Growing Up is Hard to Do: A book for young people & adults about sexual health

This book emerged from a series of workshops with young people at Platform One, South London from 1998-99, and was coordinated by the Young People’s Health Project led by Michael Hamilton. Young people’s experience of sexual health is relatively similar despite cultural, class, educational, racial and gender based differences, yet many sexual promotion campaigns and sex education programmes are not inclusive. A lack of knowledge about sexual health, such as knowledge of one’s body, safe sex practices, sexuality and understanding trust, responsibility and love in relationships is often perpetuated by myths from a cultural perspective. In the absence of safe forums and spaces amongst culturally diverse communities, families and peer groups to discuss sexual health informatively, many of these myths continue to circulate.

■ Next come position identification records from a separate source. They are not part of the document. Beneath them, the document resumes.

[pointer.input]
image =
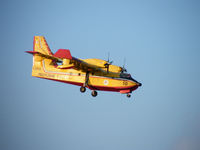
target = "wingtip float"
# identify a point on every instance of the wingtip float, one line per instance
(94, 74)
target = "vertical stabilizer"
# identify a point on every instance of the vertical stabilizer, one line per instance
(40, 45)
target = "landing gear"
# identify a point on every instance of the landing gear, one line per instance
(82, 89)
(94, 93)
(128, 95)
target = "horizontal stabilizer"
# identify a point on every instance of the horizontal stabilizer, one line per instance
(45, 55)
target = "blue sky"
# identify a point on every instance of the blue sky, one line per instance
(161, 43)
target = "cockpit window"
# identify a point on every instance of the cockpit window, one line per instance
(127, 76)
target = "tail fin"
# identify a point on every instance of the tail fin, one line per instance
(41, 55)
(40, 45)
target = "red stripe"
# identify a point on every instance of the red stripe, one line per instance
(100, 88)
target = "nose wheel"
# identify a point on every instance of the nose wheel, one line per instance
(94, 93)
(82, 89)
(128, 95)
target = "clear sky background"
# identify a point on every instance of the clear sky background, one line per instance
(161, 43)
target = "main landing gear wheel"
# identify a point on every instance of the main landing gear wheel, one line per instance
(128, 95)
(82, 89)
(94, 93)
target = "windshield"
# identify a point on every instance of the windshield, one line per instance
(127, 76)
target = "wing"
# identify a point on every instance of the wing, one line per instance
(64, 56)
(86, 67)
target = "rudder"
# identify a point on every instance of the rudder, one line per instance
(40, 45)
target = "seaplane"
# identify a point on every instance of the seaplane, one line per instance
(94, 74)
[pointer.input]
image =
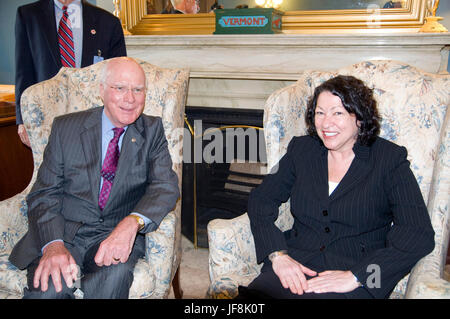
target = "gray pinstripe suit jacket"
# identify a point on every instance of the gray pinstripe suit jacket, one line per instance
(64, 199)
(350, 229)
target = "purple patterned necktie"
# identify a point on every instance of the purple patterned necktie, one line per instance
(65, 40)
(109, 167)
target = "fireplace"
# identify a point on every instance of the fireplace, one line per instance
(224, 159)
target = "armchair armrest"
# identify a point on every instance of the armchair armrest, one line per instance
(13, 221)
(160, 251)
(232, 257)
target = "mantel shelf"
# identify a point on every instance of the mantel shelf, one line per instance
(242, 70)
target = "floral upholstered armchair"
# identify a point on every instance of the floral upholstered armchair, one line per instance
(76, 90)
(413, 106)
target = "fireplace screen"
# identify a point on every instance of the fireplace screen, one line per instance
(224, 159)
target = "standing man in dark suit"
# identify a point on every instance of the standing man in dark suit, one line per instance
(95, 35)
(106, 179)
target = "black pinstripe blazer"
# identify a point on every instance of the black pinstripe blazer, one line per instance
(352, 228)
(64, 198)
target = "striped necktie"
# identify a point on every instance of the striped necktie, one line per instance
(109, 167)
(65, 38)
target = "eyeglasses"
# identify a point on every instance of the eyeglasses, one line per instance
(122, 90)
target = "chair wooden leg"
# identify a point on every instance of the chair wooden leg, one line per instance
(177, 291)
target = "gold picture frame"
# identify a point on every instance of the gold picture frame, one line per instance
(408, 19)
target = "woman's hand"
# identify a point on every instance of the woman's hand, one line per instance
(333, 281)
(291, 273)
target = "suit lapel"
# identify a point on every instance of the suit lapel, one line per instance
(357, 171)
(48, 25)
(131, 144)
(319, 171)
(90, 37)
(91, 139)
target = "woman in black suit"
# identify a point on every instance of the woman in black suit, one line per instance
(360, 221)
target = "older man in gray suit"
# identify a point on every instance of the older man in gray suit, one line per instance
(106, 179)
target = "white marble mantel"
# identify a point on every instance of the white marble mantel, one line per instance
(243, 70)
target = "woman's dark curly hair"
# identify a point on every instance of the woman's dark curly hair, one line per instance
(356, 98)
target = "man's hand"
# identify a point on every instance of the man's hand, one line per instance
(23, 135)
(333, 281)
(56, 260)
(118, 245)
(291, 273)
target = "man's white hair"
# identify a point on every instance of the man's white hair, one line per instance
(106, 72)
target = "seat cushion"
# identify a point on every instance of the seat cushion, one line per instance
(12, 279)
(144, 280)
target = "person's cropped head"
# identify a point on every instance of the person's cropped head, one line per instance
(122, 90)
(340, 107)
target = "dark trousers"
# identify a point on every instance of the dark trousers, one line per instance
(268, 286)
(107, 282)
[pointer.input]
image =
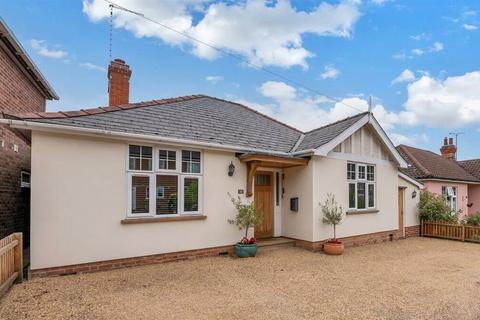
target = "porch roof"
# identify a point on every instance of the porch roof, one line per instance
(255, 161)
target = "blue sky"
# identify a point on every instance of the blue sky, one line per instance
(418, 59)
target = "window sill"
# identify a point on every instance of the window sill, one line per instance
(352, 212)
(163, 219)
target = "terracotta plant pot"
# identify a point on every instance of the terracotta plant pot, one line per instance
(333, 248)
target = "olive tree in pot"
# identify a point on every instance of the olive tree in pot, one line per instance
(332, 215)
(247, 217)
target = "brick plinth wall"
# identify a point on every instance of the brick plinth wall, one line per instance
(413, 231)
(354, 241)
(131, 262)
(17, 95)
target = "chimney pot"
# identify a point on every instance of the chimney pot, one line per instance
(448, 150)
(118, 82)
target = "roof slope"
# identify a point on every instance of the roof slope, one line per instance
(471, 166)
(9, 43)
(199, 118)
(318, 137)
(424, 164)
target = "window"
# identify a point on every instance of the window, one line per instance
(167, 204)
(140, 158)
(190, 194)
(361, 186)
(168, 189)
(25, 179)
(167, 160)
(190, 161)
(140, 194)
(351, 173)
(450, 195)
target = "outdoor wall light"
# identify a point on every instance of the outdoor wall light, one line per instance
(231, 169)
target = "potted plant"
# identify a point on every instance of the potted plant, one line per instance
(332, 215)
(247, 216)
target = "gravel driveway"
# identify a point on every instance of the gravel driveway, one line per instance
(417, 278)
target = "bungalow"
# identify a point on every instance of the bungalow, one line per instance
(457, 181)
(137, 183)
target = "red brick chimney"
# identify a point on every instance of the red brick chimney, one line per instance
(118, 82)
(448, 150)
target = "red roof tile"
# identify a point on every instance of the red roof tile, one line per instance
(424, 164)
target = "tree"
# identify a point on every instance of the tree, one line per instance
(332, 213)
(247, 214)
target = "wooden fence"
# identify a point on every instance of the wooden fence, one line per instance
(11, 261)
(450, 231)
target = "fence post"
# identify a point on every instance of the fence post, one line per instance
(18, 255)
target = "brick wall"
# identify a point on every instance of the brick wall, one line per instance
(17, 95)
(131, 262)
(354, 241)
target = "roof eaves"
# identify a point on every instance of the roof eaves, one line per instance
(17, 50)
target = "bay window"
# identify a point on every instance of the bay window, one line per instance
(172, 187)
(361, 186)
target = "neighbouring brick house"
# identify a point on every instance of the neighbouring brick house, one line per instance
(457, 181)
(22, 89)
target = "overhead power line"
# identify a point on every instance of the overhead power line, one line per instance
(230, 54)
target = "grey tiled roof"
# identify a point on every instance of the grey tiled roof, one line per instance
(199, 118)
(318, 137)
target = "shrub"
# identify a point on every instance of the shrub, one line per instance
(433, 207)
(473, 220)
(332, 213)
(247, 215)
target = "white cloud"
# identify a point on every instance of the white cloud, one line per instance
(330, 72)
(437, 47)
(406, 76)
(420, 36)
(449, 103)
(399, 56)
(214, 79)
(264, 32)
(93, 66)
(308, 112)
(41, 48)
(417, 51)
(470, 27)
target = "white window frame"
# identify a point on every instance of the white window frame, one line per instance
(151, 194)
(152, 174)
(200, 194)
(157, 162)
(366, 182)
(449, 197)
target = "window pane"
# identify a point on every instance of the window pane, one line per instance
(351, 171)
(140, 189)
(371, 173)
(167, 160)
(361, 172)
(361, 196)
(167, 190)
(190, 161)
(371, 195)
(190, 202)
(140, 158)
(351, 195)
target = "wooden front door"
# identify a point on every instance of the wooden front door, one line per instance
(264, 200)
(401, 192)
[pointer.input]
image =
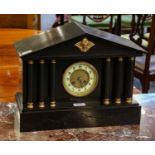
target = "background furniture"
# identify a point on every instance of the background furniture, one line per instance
(24, 21)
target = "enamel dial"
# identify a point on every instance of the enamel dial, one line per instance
(80, 79)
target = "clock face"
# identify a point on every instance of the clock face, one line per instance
(80, 79)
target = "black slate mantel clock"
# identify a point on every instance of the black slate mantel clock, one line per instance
(76, 76)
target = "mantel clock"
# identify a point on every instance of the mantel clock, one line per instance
(76, 76)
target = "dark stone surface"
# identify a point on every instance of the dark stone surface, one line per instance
(144, 131)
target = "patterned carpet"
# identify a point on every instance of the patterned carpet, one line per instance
(137, 84)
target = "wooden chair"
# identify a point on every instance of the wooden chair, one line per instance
(144, 65)
(100, 21)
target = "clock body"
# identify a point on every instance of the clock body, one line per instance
(72, 89)
(80, 79)
(76, 76)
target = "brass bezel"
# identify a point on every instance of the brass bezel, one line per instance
(90, 90)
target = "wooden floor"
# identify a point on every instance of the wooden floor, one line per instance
(10, 64)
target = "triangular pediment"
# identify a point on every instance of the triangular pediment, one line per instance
(68, 36)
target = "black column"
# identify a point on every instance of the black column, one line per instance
(30, 89)
(129, 75)
(52, 83)
(42, 84)
(118, 88)
(107, 81)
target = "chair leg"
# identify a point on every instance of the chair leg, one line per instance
(145, 85)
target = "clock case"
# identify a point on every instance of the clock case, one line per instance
(58, 45)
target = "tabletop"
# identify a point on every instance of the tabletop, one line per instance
(144, 131)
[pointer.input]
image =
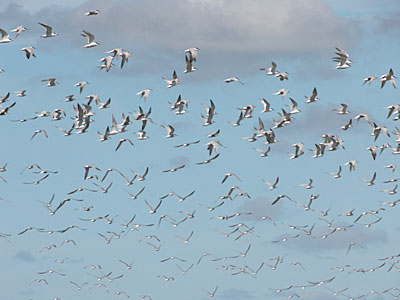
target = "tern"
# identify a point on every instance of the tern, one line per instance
(49, 31)
(5, 38)
(91, 43)
(29, 51)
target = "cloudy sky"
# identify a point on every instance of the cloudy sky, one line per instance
(236, 39)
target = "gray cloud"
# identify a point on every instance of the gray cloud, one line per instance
(24, 255)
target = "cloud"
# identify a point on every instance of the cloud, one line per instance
(234, 294)
(24, 255)
(338, 240)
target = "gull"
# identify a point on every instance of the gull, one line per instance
(187, 144)
(212, 294)
(352, 165)
(121, 141)
(208, 160)
(369, 79)
(282, 76)
(21, 93)
(29, 51)
(174, 169)
(5, 38)
(233, 79)
(342, 110)
(105, 136)
(373, 151)
(370, 182)
(4, 111)
(189, 65)
(193, 53)
(125, 57)
(144, 94)
(185, 241)
(266, 104)
(92, 12)
(51, 82)
(49, 31)
(39, 131)
(107, 63)
(153, 210)
(19, 30)
(293, 107)
(313, 97)
(170, 131)
(282, 92)
(81, 85)
(298, 151)
(173, 258)
(391, 166)
(274, 185)
(227, 175)
(392, 191)
(87, 168)
(270, 70)
(171, 83)
(262, 152)
(348, 125)
(388, 77)
(342, 59)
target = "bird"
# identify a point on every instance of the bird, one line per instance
(313, 97)
(29, 51)
(233, 79)
(50, 82)
(5, 38)
(19, 30)
(388, 77)
(144, 94)
(81, 85)
(173, 82)
(49, 31)
(91, 42)
(92, 12)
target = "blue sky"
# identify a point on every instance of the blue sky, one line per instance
(236, 39)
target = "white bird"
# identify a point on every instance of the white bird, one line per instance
(193, 53)
(5, 38)
(81, 85)
(233, 79)
(270, 70)
(266, 104)
(170, 131)
(173, 82)
(189, 66)
(281, 92)
(91, 43)
(51, 82)
(19, 30)
(313, 97)
(29, 51)
(144, 94)
(49, 31)
(388, 77)
(92, 12)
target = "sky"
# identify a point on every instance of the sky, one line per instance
(229, 238)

Sessions included debates, exercises and creative writing where these themes and questions were explored, such as: How does Black popular culture affect how young Black people define themselves? How are racist stereotypes about Black male and female sexuality internalised by young Black people and played out in relationships? How is their sexuality affected by the emotional context? What are the most effective and relevant contexts for agency and knowledge about sexual health? 

This was partially addressed by presenting a Black male and female nude body in a non-pornographic context, where Ajamu and Jumoke as models return the gaze to the viewer in Dave Lewis’s black & white photographs. Young Black ‘baby mothers and fathers’ are also affected by the same ‘social exclusion’ affecting the Black communities in education, employment, housing and health. Young Black people come from families with cultural traditions, practices and beliefs passed down over generations. The book therefore includes transcribed interviews with parents and grandparents talking about their experience of sex and sexuality growing up in the Caribbean and England. As well as poetry, prose, oral testimonies, there is an A to Z of sexual health, several interactive exercises that young people and families in the Black communities can explore together. 

In a consumer society where youth culture has become a commodity, it was clear from the process creating this publication that the desire to love and be loved in relationships based on mutual respect, trust and responsibility remain important for young people as they always have been.